The idea that prostitutes are somehow businesswomen practicing "the oldest profession" is a false notion that is quite simply offensive. Sadly, most of the women who engage in this activity are victims managed by pimps and a web of drivers and handlers who keep the crop of female flesh presentable so that it can be harvested again and again. Detective Scates observed that this is one criminal enterprise that allows the criminal to sell the same goods over and over, unlike selling guns and drugs. Getting caught running a prostitution ring is also much less likely and the ultimate penalty is often nonexistent due to the difficulty in getting the victims to testify and the sad reality that most are drug addicted, hard to locate for a trial and often have a change of heart once threatened with their lives.
Everything changed when Detective Scates arrested a 19 year old girl from Vermont for a petty crime. This whisp of a girl found her way to Connecticut after becoming disenchanted with a life she thought was unfulfilling. I am sure she yearned for that life back after she was kidnapped, forcibly addicted to drugs and forced into prostitution by Brian Forbes and his "girlfriend" Shanaya Hicks. How could a woman do this to another woman you ask. Detective Scates had the answer. This young woman was taking the place of Shanaya on the street and the life of a pimp's assistant was far better than serving as his "product."
Once Detective Scates got this young woman in her grasp and learned her story, she resolved to break up the ring and as the investigation matured the size and complexity of the operation came into focus and its size was staggering. The extent of human suffering necessary to keep Brian Forbes and his counterpart, Dennis Paris, earning the level of income they needed was heartbreaking. Their ultimate convictions and lengthy sentences were satisfying, but there was no happy ending to Detective Scates' story.
There was no happy ending because the demand that fuels prostitution is as plentiful as the young women who become the victims of the pimps who satisfy the demand. Who are the new pimps? How many women have they enslaved? Is it on a scale as seen by Detective Scates? Is there more or less prostitution in Hartford now than there was four years ago? Those were the sobering questions we were left to ponder.

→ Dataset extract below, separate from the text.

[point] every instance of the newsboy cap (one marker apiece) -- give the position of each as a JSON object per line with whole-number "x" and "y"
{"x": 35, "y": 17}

Detective Scates discussed the "Johns" who provide the money that runs the enterprise and who we sometimes hear about when they are caught and "shamed." The crime of prostitution pales in comparison to the crime perpetrated by the Johns who enable the entire criminal enterprise that destroys the lives of so many women. We were heartened to hear that there is a "Johns School" run by the HPD in an effort to open the eys of the Johns they apprehend to the reality of prostitution and their role in the hideous crimes that swirl about the "oldest profession."
The only consolation we left our meeting with is knowing that Detective Scates and other dedicated law enforcement officers are out there trying their best to prevent this and so many other evils. Support them any way you can.